Labour and Liberal Democrat MPs have warned they will stand against government plans to launch new grammar schools across England

Plans to allow new grammar schools across England has been met with criticism from MPs.

Both Labour and Liberal Democrat MPs have warned they will fight against plans put forward by Prime Minister Theresa May to scrap the ban on new grammar schools.

Across England there are around 163 grammar schools and a further 69 in Northern Ireland. Grammar schools require pupils to take an examination at age 10 to 11 to be admitted, but new schools were prevented by a law brought in by the then Labour government in 1998. This prevented any new grammar schools from being created.

May’s plans to repel this law have been opposed by some seniors politicians, including the chair of the Commons Education Committee Conservative Neil Carmichael and Labour’s deputy leader Tom Watson, who said the party would stand against the decision.

Carmichael said: “We have serious issues about social mobility, in particular white working-class young people, and I don’t think that having more grammar schools is going to help them,” he said.

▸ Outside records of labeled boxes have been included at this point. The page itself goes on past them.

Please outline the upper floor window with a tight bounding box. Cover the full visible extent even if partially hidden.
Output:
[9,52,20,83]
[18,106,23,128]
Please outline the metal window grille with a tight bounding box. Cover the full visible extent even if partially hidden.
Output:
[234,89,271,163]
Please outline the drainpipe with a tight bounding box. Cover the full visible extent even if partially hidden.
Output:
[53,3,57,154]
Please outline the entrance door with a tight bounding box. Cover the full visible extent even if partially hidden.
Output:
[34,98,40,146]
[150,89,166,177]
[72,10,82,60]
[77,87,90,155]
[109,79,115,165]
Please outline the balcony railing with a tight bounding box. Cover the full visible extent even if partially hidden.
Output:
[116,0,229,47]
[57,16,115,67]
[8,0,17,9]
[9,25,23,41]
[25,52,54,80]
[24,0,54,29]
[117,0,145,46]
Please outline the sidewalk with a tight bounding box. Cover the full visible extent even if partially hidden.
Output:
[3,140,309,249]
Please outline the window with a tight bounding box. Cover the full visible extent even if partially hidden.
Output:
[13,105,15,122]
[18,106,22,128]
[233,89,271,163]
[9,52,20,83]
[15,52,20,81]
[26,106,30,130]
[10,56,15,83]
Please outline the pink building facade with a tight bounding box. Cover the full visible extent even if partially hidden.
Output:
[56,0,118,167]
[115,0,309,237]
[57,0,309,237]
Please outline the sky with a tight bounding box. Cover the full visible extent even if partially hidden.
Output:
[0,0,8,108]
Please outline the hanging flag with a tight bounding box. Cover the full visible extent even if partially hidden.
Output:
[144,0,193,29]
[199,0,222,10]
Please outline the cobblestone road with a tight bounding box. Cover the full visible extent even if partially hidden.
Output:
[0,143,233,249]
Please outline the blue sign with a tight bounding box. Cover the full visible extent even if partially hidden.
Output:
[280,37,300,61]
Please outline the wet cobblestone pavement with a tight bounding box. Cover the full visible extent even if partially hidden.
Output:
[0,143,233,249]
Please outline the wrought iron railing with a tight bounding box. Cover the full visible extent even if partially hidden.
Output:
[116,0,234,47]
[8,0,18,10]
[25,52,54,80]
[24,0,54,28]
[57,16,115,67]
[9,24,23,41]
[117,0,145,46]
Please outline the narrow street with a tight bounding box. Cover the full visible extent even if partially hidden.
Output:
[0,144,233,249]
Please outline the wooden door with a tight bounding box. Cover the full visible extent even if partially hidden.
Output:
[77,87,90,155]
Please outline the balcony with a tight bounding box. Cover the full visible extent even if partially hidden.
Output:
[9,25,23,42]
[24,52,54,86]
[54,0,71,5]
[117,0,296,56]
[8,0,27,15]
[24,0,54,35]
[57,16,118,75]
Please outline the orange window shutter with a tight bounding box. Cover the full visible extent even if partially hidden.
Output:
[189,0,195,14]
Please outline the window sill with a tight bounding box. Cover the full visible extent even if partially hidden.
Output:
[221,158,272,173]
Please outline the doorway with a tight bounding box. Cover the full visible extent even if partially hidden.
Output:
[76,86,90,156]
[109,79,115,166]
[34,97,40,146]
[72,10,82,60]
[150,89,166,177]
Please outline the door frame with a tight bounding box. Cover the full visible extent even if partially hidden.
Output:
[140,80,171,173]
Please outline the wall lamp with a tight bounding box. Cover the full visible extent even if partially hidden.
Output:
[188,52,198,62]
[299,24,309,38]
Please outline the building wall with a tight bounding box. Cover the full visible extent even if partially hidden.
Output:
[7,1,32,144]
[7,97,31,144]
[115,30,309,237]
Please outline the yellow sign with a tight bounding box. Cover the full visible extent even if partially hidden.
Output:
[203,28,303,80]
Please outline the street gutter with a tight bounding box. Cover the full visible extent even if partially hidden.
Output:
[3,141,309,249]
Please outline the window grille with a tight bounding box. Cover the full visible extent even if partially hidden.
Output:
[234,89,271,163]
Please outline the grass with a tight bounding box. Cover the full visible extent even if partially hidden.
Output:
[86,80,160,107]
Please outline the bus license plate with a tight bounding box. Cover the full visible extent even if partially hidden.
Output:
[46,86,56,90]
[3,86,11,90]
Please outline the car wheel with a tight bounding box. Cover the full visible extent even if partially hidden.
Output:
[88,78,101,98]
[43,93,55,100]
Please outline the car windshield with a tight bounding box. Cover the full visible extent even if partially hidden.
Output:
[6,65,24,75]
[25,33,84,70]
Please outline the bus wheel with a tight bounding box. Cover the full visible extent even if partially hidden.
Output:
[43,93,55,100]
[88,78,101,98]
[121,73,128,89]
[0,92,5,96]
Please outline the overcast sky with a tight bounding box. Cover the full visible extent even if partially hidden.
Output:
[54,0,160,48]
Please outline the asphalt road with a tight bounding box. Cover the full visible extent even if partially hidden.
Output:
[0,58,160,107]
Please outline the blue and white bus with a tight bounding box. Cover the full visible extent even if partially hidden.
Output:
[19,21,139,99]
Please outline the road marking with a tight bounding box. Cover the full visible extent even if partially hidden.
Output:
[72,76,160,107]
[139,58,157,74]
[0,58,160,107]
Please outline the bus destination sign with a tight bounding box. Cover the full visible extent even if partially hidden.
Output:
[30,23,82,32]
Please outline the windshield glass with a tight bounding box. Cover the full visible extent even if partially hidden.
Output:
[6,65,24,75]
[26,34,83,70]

“I think that the creaming off of the best is actually detrimental to the interests of the most.”

A Downing Street spokesperson said: “Policies on education will be set out in due course.”

He added: “The prime minister has been clear that we need to build a country that works for everyone, not just the privileged few.

“Every child should be allowed to rise as far as their talents will take them and birth should never be a barrier.”

Shadow education secretary Angela Rayner said selective schools belonged “in the dustbin of history”, while Lib Dem leaders Tim Farron said his party would “work to block any Tory attempt to create grammar schools”.

The general secretary of the Association of Teachers and Lecturers Mary Bousted said if the government was serious about social mobility it would not be pushing the grammar school agenda.

She said: “All children deserve to have a first-class education, not just those whose parents can afford the private tuition to help them pass the 11-plus.”